6. Political and practical motives behind the original administration
Contemporaneous and scholarly sources emphasize that the USDA‑run program served dual agendas: feeding impoverished households and helping farmers by moving unmarketable surpluses into the retail market [6] [2]. That dual purpose shaped why surplus‑management offices within USDA, rather than a social‑welfare department, ran the early program [2].

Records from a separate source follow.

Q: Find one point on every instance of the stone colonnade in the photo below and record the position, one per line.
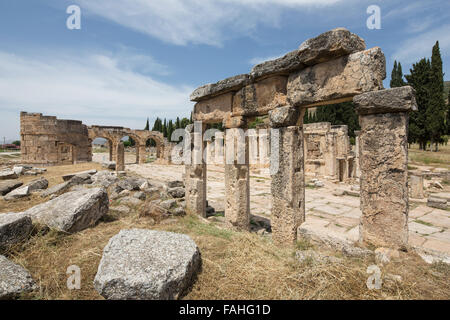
(331, 68)
(114, 136)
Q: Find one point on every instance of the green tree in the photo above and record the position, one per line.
(435, 113)
(419, 79)
(397, 76)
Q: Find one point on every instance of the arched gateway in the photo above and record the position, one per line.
(331, 68)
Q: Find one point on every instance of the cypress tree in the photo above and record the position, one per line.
(436, 108)
(419, 79)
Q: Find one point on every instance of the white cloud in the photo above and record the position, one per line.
(96, 88)
(195, 21)
(419, 46)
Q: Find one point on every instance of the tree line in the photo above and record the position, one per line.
(429, 125)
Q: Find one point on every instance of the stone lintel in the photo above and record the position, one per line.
(325, 47)
(212, 89)
(337, 80)
(284, 117)
(234, 122)
(401, 99)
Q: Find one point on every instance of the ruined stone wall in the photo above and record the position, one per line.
(330, 68)
(48, 140)
(327, 151)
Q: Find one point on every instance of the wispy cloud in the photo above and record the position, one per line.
(195, 21)
(98, 88)
(419, 46)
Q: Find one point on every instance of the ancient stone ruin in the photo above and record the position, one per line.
(50, 141)
(331, 68)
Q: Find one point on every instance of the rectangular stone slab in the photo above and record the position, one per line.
(325, 47)
(338, 80)
(214, 109)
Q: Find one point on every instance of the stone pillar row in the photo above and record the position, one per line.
(383, 155)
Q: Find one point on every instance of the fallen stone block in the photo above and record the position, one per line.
(14, 228)
(175, 184)
(67, 177)
(104, 178)
(8, 174)
(38, 184)
(437, 203)
(19, 193)
(73, 211)
(56, 190)
(14, 280)
(8, 186)
(177, 192)
(109, 165)
(147, 265)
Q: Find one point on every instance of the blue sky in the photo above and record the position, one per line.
(134, 59)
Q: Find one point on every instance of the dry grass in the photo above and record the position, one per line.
(236, 265)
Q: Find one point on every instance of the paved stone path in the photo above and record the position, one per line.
(334, 215)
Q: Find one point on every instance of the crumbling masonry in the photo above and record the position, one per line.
(50, 141)
(331, 68)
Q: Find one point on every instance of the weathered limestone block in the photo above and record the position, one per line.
(19, 193)
(73, 211)
(416, 183)
(288, 187)
(147, 265)
(327, 46)
(67, 177)
(38, 184)
(338, 80)
(401, 99)
(237, 180)
(284, 117)
(14, 280)
(120, 162)
(214, 109)
(383, 161)
(260, 97)
(8, 186)
(195, 181)
(220, 87)
(14, 228)
(8, 174)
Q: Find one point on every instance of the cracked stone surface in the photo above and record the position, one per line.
(336, 215)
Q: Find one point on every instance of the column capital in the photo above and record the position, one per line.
(401, 99)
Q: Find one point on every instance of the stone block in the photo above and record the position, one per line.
(338, 80)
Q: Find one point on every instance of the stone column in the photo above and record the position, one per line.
(120, 157)
(195, 172)
(111, 150)
(288, 182)
(142, 153)
(383, 152)
(237, 175)
(219, 148)
(253, 146)
(263, 147)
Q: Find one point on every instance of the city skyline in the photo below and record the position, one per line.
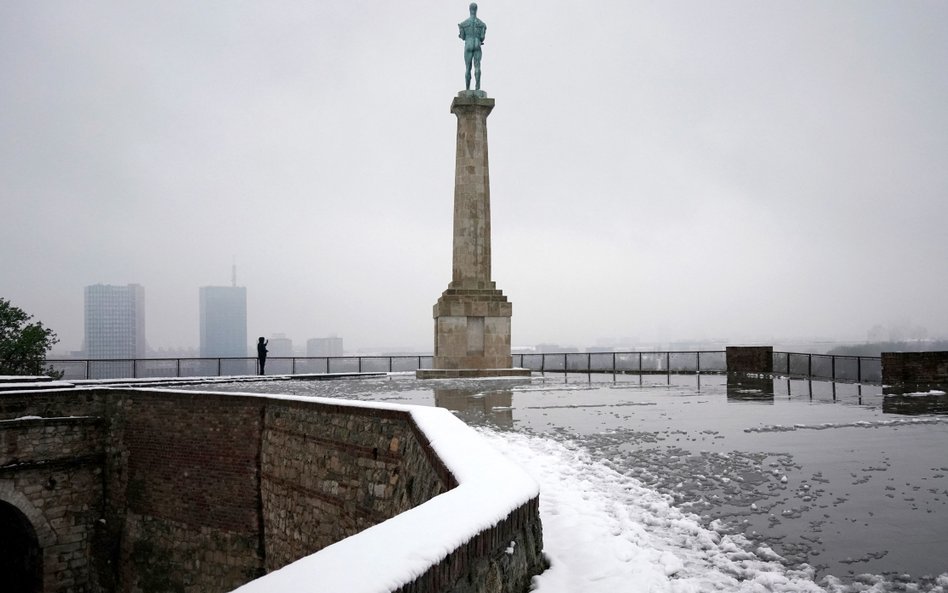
(748, 172)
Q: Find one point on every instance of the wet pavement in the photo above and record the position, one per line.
(834, 475)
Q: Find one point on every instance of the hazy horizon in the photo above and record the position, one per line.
(660, 171)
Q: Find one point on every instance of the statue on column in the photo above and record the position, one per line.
(472, 32)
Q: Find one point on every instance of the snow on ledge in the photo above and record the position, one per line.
(395, 552)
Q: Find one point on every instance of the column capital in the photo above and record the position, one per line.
(464, 102)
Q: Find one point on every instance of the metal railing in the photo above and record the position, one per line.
(671, 362)
(857, 369)
(849, 369)
(84, 369)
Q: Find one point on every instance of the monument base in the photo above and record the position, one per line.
(470, 373)
(472, 329)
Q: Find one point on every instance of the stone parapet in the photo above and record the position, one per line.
(750, 359)
(914, 371)
(147, 491)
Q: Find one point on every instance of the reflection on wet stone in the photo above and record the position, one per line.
(750, 387)
(915, 405)
(475, 407)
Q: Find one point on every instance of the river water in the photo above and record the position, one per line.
(836, 476)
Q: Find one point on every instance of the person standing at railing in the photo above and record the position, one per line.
(262, 353)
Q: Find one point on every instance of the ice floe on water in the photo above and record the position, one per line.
(605, 531)
(857, 424)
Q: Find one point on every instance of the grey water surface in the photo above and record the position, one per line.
(834, 475)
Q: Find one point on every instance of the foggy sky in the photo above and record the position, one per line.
(738, 170)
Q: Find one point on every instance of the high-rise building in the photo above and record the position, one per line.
(223, 321)
(280, 345)
(331, 346)
(115, 321)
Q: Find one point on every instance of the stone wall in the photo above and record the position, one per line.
(328, 476)
(750, 359)
(914, 371)
(147, 491)
(51, 471)
(191, 490)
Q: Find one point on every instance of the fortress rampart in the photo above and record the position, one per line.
(155, 490)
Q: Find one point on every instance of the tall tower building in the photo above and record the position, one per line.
(115, 321)
(331, 346)
(223, 320)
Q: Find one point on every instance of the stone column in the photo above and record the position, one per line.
(472, 317)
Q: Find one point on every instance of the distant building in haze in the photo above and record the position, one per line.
(279, 345)
(223, 321)
(115, 321)
(331, 346)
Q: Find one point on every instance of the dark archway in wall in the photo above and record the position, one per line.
(21, 559)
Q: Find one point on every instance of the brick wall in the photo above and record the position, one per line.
(329, 475)
(912, 371)
(147, 491)
(750, 359)
(51, 471)
(191, 490)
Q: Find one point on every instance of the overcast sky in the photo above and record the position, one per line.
(736, 170)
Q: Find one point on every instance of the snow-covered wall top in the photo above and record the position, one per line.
(400, 550)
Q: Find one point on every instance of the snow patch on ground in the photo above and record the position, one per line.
(604, 532)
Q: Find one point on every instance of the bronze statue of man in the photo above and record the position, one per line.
(473, 31)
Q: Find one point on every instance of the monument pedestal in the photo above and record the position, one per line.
(472, 317)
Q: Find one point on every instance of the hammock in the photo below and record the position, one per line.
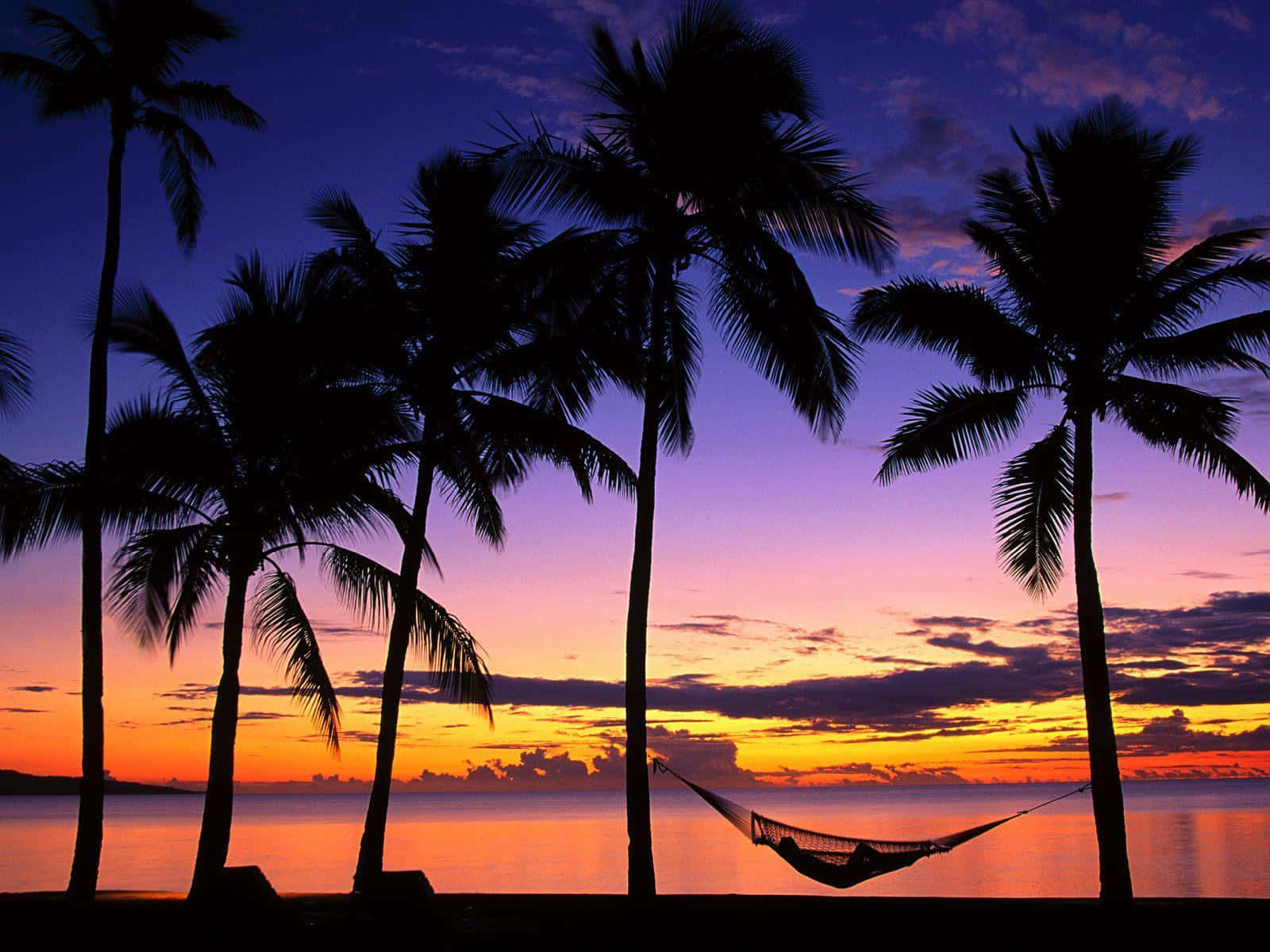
(840, 862)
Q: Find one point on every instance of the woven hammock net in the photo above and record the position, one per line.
(840, 862)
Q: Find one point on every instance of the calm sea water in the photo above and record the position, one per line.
(1187, 838)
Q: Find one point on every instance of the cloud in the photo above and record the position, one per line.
(736, 628)
(937, 144)
(1118, 497)
(1233, 17)
(922, 228)
(1212, 653)
(954, 621)
(1172, 734)
(1136, 61)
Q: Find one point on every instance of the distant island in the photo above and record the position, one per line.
(14, 784)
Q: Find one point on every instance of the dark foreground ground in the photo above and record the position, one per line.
(560, 922)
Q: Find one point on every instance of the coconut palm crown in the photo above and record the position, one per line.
(705, 154)
(459, 323)
(122, 59)
(1091, 310)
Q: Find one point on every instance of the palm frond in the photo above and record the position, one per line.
(1194, 427)
(150, 566)
(768, 317)
(370, 590)
(194, 99)
(1172, 309)
(810, 201)
(65, 41)
(514, 436)
(14, 374)
(141, 327)
(336, 213)
(962, 321)
(1034, 508)
(468, 482)
(949, 424)
(40, 505)
(679, 367)
(1213, 348)
(283, 632)
(182, 152)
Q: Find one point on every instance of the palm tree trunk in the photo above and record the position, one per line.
(214, 837)
(641, 875)
(1104, 766)
(370, 857)
(88, 831)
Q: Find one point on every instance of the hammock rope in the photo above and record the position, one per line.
(838, 861)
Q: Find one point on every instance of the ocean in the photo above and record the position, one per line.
(1187, 838)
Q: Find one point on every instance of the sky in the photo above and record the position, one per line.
(806, 625)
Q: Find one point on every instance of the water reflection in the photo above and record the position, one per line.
(1185, 839)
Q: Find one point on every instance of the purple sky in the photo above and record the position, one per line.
(761, 522)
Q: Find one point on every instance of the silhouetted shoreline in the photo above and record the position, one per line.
(14, 784)
(671, 922)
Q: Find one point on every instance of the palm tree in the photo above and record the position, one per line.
(14, 374)
(457, 311)
(266, 442)
(706, 152)
(1086, 298)
(14, 395)
(124, 61)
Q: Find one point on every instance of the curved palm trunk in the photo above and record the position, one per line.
(88, 831)
(370, 857)
(1104, 765)
(641, 876)
(214, 837)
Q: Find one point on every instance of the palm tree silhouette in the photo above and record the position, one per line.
(273, 446)
(456, 317)
(706, 152)
(124, 61)
(14, 374)
(14, 395)
(1086, 298)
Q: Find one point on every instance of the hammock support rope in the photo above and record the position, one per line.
(840, 862)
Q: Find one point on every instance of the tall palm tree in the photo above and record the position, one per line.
(706, 152)
(14, 374)
(14, 395)
(279, 450)
(122, 60)
(1086, 298)
(456, 311)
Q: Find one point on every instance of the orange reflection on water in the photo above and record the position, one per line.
(1185, 839)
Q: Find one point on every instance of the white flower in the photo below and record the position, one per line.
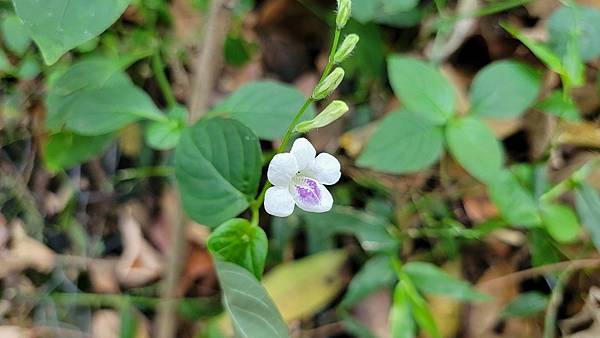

7. What available sources do not mention
Available sources do not mention a single, independent federal “Food Stamp Administration” existing in 1939 distinct from USDA surplus agencies; instead they show USDA surplus offices as the administrators [2]. If you are asking about a specific named individual as the very first on‑the‑ground administrator in 1939 beyond organizational attribution, the reviewed sources do not supply a single definitive personal name tied exclusively to that 1939 administrative role [2] [1].
8. Takeaway for researchers and readers
If you need a concise factual line: the first food‑stamp pilot was created in 1939 under FDR and Henry A. Wallace at USDA, and it was administered by USDA surplus/marketing agencies (Federal Surplus Commodities Corporation and successors); later program leadership names (Milo Perkins, Isabelle Kelley) are associated with subsequent or redesigned program phases leading up to the 1960s pilots and the 1964 law [1] [2] [3] [5].